Update! Alan Dempsey, one of the architects, has written in with a link to his informative team blog, which documents the history and progress of the Pavilion. Check the archives for the background on how the structure is designed and built.

Just around the corner from where I work there’s a strange construction going up in Bedford Square. At the moment, it resembles a temporary albeit stylish stage: the deck on the scaffold helps this impression. There were a few placards on the fencing explaining a little about the project, but not much too helpful. Some of the workers would occasionally stop and chat to curious passersby.
Its location in a square on the edge of a park suggests that it’s a piece of public sculpture, but its structure makes it look like architecture. A bit of googling of the names on the placard yielded this website, and it immediately becomes clear that it’s architecture.
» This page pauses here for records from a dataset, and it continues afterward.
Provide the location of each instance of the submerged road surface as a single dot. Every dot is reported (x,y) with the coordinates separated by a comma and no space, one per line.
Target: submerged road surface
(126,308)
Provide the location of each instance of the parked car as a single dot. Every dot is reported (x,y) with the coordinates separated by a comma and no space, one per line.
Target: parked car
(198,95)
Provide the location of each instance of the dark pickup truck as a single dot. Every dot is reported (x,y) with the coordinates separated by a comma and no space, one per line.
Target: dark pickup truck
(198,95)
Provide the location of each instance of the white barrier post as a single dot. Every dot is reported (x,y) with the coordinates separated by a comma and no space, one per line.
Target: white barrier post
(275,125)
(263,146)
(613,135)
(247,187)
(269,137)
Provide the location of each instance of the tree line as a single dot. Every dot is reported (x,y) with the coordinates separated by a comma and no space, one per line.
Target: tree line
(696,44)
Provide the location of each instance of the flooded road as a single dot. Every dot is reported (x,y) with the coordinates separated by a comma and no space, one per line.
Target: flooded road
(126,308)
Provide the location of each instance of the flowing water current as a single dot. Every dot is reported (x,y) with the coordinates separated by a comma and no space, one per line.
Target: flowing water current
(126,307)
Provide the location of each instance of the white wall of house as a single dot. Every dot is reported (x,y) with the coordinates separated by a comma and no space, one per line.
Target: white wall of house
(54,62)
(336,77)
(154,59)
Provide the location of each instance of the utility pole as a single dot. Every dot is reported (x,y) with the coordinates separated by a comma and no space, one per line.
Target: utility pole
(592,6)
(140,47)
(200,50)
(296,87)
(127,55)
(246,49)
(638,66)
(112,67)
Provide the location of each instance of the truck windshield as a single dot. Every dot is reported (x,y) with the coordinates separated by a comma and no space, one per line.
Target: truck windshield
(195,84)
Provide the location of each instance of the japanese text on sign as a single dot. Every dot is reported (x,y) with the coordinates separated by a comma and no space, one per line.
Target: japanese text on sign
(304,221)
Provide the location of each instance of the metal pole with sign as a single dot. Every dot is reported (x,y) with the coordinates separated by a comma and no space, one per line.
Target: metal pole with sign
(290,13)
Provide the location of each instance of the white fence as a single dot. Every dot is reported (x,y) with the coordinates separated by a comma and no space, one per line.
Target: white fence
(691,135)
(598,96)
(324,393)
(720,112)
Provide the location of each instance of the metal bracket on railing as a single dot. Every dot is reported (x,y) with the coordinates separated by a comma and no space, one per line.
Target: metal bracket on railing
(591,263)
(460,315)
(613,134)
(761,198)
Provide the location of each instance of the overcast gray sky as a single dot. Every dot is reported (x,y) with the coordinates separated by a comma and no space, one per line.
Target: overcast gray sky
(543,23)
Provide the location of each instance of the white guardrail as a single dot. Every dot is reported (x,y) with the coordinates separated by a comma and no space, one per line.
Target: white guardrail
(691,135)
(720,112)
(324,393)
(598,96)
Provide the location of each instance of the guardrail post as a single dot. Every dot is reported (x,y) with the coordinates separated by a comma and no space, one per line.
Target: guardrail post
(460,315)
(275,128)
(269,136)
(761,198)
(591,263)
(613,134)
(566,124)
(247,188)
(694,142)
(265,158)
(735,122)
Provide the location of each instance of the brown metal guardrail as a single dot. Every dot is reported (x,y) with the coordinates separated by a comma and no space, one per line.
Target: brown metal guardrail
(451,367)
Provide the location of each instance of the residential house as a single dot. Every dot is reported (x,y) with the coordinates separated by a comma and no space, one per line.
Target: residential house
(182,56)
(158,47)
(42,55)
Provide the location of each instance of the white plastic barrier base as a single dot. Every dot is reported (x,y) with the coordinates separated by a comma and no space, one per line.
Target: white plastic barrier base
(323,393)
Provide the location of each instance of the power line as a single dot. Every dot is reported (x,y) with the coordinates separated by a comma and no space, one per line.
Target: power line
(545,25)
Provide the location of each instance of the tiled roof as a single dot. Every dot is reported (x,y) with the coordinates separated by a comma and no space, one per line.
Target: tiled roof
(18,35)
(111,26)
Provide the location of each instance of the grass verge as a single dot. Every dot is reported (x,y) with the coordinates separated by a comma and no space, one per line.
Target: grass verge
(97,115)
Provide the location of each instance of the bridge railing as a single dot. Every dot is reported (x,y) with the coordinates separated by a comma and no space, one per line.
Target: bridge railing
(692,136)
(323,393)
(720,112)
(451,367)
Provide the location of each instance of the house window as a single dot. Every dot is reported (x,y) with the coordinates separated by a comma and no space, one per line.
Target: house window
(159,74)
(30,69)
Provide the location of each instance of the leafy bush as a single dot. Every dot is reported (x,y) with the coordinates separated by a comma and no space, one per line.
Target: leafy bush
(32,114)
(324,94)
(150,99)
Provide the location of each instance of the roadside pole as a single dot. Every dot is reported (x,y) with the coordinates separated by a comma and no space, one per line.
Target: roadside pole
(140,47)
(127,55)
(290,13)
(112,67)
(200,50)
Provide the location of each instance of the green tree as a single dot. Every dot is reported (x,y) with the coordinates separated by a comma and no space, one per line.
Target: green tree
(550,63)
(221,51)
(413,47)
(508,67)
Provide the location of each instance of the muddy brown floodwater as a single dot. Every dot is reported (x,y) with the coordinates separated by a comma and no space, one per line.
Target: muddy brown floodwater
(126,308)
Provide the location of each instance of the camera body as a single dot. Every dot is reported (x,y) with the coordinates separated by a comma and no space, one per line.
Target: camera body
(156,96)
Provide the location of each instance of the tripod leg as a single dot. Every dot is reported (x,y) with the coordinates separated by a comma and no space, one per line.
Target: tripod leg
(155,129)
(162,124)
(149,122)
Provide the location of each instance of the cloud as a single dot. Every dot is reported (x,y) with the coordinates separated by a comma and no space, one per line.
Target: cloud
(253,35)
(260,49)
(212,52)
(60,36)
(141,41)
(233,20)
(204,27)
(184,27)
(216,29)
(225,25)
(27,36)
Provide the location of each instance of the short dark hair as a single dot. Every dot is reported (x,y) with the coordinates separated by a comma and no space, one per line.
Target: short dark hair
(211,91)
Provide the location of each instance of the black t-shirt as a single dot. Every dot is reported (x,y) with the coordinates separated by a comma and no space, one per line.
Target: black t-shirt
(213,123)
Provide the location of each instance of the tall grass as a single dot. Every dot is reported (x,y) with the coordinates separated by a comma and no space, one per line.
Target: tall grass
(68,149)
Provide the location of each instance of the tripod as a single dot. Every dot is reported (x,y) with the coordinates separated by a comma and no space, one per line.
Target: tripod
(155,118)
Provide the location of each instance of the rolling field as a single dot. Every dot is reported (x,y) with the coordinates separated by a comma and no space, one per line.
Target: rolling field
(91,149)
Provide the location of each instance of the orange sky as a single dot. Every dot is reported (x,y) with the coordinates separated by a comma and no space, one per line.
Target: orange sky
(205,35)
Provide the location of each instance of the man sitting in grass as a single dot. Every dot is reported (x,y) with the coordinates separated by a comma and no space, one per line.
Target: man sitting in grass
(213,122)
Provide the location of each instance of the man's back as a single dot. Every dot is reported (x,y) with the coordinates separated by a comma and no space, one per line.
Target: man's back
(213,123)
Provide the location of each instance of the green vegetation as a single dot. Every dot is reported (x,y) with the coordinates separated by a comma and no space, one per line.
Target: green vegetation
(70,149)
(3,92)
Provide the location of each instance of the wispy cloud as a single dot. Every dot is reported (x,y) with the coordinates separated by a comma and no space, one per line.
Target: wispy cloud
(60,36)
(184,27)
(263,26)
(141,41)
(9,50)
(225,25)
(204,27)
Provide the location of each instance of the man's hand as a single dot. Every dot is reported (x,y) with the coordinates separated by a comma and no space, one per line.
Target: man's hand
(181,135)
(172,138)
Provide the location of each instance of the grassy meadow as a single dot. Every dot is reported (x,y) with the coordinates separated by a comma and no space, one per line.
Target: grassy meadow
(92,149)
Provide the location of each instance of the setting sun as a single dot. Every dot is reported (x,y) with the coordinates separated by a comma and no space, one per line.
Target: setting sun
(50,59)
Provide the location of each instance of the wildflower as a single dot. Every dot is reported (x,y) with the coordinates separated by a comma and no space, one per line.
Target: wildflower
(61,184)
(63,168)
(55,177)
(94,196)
First giveaway: the entire site is done in Flash, so the site is hard to read and navigate, overly fiddly, and impossible to quote whatever information the designers wanted to impart in the first place. Of course, plenty of art websites use too much (i.e. some) Flash, but they usually have some scraps of helpful information on them, or at least have a section in which they try to justify their existences. On this particular site, though, there is a complete lack of interest in explaining itself to the world. This is the second clue that this thing is about architecture.
According to the website, the construction is called either the DRL TEN Pavilion, the DRL.TEN Pavilion, or the AADRL TEN Pavilion, depending on which part of the screen you click. TEN may or may not be capitalised. There is no evident explanation as to what an AADRL is, nor of what if any function the Pavilion has. There seems to be an exhibition connected to the Pavilion, which has already opened, but there’s no information on what it’s about or where it is.

The Pavilion itself is announced as opening on 13 March. Judging from the state of the worksite it’s going to be a close thing.